Block Watch is gaining steam across the city.

So far 40 neighbourhoods have signed up for the program.
Constable Paula Perry says the program strengthens the familiarity between residents and police.

“Powell River is a great community,” she said. “They are really involved. The other thing that Block Watch does is it kind of develops a relationship between community and police, so it gets us out there and gets them familiar with what we do and comfortable with coming to police.”

The Powell River detachment registered as an official participant in the program.

Perry said the program basically sees neighbours calling in any potentially criminal activity to the detachment.

“It’s basically neighbours looking out for each other,” she said. “They keep an eye out for each other so if they notice anything in their neighbourhood, if they notice anything in their yards that they report all suspicious activity to police.”

The program is still in its infant stages so Perry is hoping that the number of neighbourhoods involved will double within the next year.

Next up is a training session for future Block Watch captains.

“Each block will get a captain, and the captain liases directly with police and then relays the information to their neighbourhood.

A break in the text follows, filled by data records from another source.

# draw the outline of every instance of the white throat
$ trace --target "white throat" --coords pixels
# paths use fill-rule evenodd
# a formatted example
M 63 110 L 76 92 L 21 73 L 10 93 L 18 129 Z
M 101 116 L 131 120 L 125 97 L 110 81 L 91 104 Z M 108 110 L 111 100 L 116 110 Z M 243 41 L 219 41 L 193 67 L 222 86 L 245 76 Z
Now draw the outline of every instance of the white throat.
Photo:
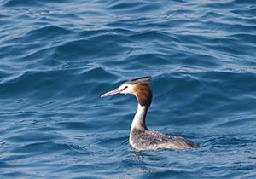
M 147 130 L 145 119 L 148 108 L 148 107 L 147 106 L 141 106 L 140 104 L 137 104 L 137 109 L 131 126 L 131 132 L 133 129 Z

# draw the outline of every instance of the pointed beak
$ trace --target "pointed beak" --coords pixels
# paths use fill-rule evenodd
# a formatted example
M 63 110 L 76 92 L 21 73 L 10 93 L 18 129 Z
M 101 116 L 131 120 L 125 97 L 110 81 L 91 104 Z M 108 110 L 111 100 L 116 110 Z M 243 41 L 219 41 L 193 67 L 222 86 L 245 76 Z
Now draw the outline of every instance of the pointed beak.
M 119 90 L 118 89 L 114 89 L 111 91 L 108 91 L 107 93 L 104 93 L 103 95 L 101 95 L 101 97 L 107 97 L 108 95 L 116 95 L 116 94 L 119 94 L 121 91 Z

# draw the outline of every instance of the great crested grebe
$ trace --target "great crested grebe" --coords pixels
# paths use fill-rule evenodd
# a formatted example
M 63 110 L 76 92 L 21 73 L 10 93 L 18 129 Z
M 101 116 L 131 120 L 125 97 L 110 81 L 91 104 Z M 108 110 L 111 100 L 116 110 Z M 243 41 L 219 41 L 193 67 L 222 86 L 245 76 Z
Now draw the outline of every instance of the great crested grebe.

I’ll identify block captains and then I’ll do a training session, and once that gets up and running then I’ll see if I can expand the interest in the community.”

Perry said a spike in property crime has spurred interest in the program.

“I think people are a little bit concerned with the increase in property crime and being involved in their own safer communities,” she said.

Anyone interested in signing up their neighbourhood can call the Powell River RCMP. There must be proof of at least 50 percent participation in each block.